Atomic design – hierarchy for your components

Atomic design – hierarchy for your components

I'm a big fan of Brad Frost's Atomic design as a powerful tool for shaping a design system and forming a common language when discussing components. However, I find it can also be something that is often misunderstood.

Five stages of Atomic Design displaying in a row. From left, atoms, molecules, organisms, templates and pages.
Five stages of Atomic Design

Atomic design is usually mentioned in the same breathe as component driven development and component libraries to the extent where the distinction between them starts to feel very blurred. Component driven development is the practice of building a page out of modular user-interface blocks  – components – that can be easily reused across different pages.  A component library exists to document these components, usually as one part of an overall design system. Atomic design focuses specifically on how we categorise and group these components.

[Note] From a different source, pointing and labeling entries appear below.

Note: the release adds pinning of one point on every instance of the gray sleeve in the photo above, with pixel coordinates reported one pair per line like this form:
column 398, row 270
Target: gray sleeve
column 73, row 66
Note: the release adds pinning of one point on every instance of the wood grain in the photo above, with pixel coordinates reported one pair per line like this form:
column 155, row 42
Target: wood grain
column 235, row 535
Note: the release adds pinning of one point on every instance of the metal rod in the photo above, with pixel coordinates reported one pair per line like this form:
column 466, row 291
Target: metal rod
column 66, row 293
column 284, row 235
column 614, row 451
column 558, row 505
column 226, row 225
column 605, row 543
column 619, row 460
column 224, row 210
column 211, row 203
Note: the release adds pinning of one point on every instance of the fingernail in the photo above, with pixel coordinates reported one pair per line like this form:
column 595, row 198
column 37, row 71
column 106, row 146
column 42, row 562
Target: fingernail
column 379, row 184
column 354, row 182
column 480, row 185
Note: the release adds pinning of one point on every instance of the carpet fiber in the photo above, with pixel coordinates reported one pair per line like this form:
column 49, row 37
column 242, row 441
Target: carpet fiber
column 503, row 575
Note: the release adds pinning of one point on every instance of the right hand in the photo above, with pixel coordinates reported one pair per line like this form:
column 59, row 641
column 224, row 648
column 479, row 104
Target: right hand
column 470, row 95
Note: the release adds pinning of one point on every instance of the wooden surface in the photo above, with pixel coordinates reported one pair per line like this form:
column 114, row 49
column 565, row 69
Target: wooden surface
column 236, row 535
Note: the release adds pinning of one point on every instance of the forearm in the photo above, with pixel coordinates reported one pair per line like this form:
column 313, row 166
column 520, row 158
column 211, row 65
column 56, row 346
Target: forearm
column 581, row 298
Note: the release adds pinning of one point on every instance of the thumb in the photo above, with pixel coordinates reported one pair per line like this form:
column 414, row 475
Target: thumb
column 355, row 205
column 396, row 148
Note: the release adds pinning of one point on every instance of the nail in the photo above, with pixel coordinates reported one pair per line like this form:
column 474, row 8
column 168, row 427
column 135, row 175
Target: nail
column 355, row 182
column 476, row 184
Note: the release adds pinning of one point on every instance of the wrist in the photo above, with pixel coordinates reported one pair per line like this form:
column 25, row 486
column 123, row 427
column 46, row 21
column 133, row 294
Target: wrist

"Atomic design is a methodology composed of five distinct stages working together to create interface design systems in a more deliberate and hierarchical manner."

Brad Frost (The atomic design methodology)

Atomic design provides a hierarchical way of describing UI components. The hierarchy is made up of five stages – atoms, molecules, organisms, templates and pages. This hierarchy often feels like it gets overlooked or oversimplifed by teams using atomic design but having different stages each with a distinct purpose whilst being interconnected is crucial to atomic design – without it you've just got components.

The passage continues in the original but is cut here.